The activities begin at 1:30 p.m. with World War II music by the Stonewall Brigade Band, while the formal ceremonies begin at 2 p.m. with the presentation of the Colors of the United States of America by the Thomas-Fields Post of the Veterans of Foreign Wars. Ernest Holley will offer a patriotic song. The program will follow, and refreshments will end the afternoon.
Grant S. Williams enlisted after completing high school and was trained at Tuskegee, Ala., the base where African American pilots were schooled. He served with the 96th Air Service Group during World War II. Recalled to duty during the Korean War, Williams served as an administrator for 24 more years.
Harry Quinton was a licensed aircraft mechanic even before he enlisted in the Air Corps, but faced extreme discrimination under a commander who wanted nothing to do with black soldiers. Things changed when the war in Europe ended. A black commander was put in charge of his base to prepare his soldiers for the war in Asia. The dropping of the atomic bomb ended the war before the company was shipped out.
From the American Revolution onward, black American soldiers fought for their country or region while also fighting enslavement, discrimination, and segregation, all because they were black. As late as World War I, blacks were believed to be mentally unfit to fly airplanes, even if they had earned pilot’s licenses and accumulated years of flying experience before enlisting in the Army Air Force.
When decades of anti-discrimination pressure finally led Congress in 1939 to appropriate funds specifically for training African American pilots, the War Department allocated the resources to civilian flight training schools, such as the one at historically black Tuskegee Institute in Alabama.
It was not until March 1941 that the 99th Pursuit Squadron was activated at Chanute Field in Rantoul, Ill. It was America’s first ever African American flying unit. The unit’s aircraft mechanics and support personnel continued to train at Chanute, while pilots trained at Tuskegee. Collectively, they became known as the Tuskegee Airmen.

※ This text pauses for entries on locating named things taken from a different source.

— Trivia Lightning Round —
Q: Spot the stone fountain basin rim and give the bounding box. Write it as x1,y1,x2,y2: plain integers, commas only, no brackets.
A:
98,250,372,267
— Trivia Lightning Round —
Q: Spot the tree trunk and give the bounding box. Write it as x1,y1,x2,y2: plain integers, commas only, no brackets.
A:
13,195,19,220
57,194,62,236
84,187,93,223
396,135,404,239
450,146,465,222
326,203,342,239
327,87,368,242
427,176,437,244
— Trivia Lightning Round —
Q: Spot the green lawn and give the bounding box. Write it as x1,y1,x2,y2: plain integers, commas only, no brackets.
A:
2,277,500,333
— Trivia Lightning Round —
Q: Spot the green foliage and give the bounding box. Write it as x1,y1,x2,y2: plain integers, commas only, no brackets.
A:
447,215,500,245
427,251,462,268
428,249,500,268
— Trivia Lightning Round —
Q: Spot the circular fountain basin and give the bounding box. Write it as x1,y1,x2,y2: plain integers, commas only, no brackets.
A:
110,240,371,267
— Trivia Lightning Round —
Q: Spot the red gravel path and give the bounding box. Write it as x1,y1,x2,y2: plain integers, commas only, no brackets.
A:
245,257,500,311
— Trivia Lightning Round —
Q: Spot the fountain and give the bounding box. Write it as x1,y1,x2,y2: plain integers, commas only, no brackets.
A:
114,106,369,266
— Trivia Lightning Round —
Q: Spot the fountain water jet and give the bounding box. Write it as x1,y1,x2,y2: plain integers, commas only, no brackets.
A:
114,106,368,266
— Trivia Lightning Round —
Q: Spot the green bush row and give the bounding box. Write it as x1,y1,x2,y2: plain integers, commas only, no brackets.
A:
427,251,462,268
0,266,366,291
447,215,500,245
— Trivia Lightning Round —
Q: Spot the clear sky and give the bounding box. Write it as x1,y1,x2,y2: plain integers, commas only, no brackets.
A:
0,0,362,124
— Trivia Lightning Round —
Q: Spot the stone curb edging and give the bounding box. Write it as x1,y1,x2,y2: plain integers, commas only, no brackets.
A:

Ralph Davis was born in East Providence, R.I., in 1915. He fell in love with airplanes as a youth and earned a private pilot’s license by the time he was 16. Enlisting in the Army Air Force just weeks after his 18th birthday, he aimed to use his skills as an army pilot. But he had neither years of flying experience nor two years of college. One or the other was required of African American pilot candidates. Davis instead became an expert aircraft mechanic, was transferred to Tuskegee, and spent the rest of the war maintaining airplanes, earning the pilots’ trust, and training other mechanics. While on leave he met Mary Tate of Staunton and married her with his customary promptness. At the end of the war the couple made their home here. Their son now lives in her family’s home of several generations.
William Green, Jr. was a Staunton native. He graduated in July 1943 from flight school at Tuskegee, where he is likely to have known Davis. The following December he was deployed with the 302nd Fighter Squadron to Italy, where he flew bomber escort missions, engaging in dogfights with more nimble enemy aircraft who aimed to shoot down the lumbering bombers. Shot down himself over Hungary, Green was collected by Marshal Tito’s Yugoslav Partisans, assisted air drops to their widespread units, and eventually managed to return to his unit. His service is recognized by a statue in front of the Armory in Gypsy Hill Park.
The public is cordially invited to participate in this remembrance of the Tuskegee Airmen. Admission is free. A freewill offering will be taken, to benefit Tuskegee Airmen scholarships.